I nodded. ‘Yes, it would.’

*

 

Downstairs there were tallow candles burning on the windowsills and the table. The paraffin lamp had its wick turned up and it threw out a buttery light from the hook in the middle of the ceiling. The wind had picked up; it moaned across the courtyard and rattled the farm’s window frames, and the sound of it in the hollow of the chimney breast was mournful, its register almost human. Orange flames blew through the iron fret of the range, reaching out towards the wood stacked in the recesses and glinting off the firedogs. The dinner plates were gone, the table had been pushed back against the wall and the benches set out in front of them ready. Those who could not sit on chairs stood to the back or squatted on the floor. Sixty-four women. Sixty-five, now that I was there.

I took my place in front of them. They faced me, quietly, patiently. Some sat with arms around each other, or arms hooked through the legs of a partner. If there had been talk or banter earlier in the gathering when they first arrived from the fields and the dormitories, it had lulled the moment the stair door opened and Jackie and I entered the room. In the candlelight the women looked gaunt and sculpted, their eyes shadowed. They did not look like girls, middle aged and older women. They seemed to be sexless, whittled back to muscle by toil and base nourishment, creatures who bore no sense of category, no dress code other than the one they chose. Their differences in age dissolved against their bones. I knew they were strong, resilient, perhaps braver than I would ever be.

My voice trembled as I began to speak, but the words came more easily than I thought they would, and I did not feel afraid. The heat of the fire at my back warmed the red embers inside me. I knew they already understood something of the conditions in Rith, and the events of the last few years, but I talked about everything. The floods. The collapse of the market and the recession. The state of emergency declared and the Civil Reorganisation. I described the terrace quarters, the deprivation, sickness, the Authority abuses. I told them what had happened to my marriage with Andrew. And then, without knowing I would, I described my own humiliation, at the hands of the doctor, and the monitors in the back of the cruiser.

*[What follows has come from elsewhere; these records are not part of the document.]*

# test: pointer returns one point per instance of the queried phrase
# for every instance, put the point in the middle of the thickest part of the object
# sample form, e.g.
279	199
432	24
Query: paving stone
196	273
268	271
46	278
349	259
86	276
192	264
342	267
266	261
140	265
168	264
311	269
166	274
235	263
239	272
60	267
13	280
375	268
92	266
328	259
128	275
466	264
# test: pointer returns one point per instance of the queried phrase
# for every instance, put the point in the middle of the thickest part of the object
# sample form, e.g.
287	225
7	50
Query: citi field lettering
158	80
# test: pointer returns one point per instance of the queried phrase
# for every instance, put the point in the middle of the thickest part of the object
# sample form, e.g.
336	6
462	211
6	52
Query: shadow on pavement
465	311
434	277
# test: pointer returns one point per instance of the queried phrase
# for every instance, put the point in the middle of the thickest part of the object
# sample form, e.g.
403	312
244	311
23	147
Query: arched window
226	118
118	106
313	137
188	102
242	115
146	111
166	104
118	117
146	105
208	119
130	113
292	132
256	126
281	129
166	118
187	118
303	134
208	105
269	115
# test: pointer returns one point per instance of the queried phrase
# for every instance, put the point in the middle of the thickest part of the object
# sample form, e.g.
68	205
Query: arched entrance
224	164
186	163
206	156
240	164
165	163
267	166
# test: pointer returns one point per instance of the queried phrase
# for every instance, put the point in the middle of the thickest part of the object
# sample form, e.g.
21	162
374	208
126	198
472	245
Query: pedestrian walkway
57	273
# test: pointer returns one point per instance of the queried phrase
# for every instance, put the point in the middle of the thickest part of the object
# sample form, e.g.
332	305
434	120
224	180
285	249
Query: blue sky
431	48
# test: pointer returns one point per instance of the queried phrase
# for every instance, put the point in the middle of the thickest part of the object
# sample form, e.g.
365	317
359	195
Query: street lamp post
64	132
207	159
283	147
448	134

I took the metal device from my pocket and held it on my open palm. Then I passed it to a woman in the front row. She looked at it for a long time and handed it on.

After I had finished speaking I felt airy inside, and my mouth was dry. My forehead ached and I realised that I had been holding it in a furrowed expression for almost an hour. I rubbed it with the heel of my hand.

The room remained silent. I invited questions, but nobody raised a hand or called out. Then from the back of the room Jackie told me that a discussion was not going to be opened that night. It was the privilege of each new speaker, she said. During the next meeting, I might be called on to continue, and if there was anything I wanted to close with now, the floor was still mine. I thanked them all for listening. I half expected them to clap, or shout out something, moved perhaps by what they had heard, but there was nothing. Just the darkly cast eyes turned on me, and my hands clasped over my belly. It seemed anti-climactic.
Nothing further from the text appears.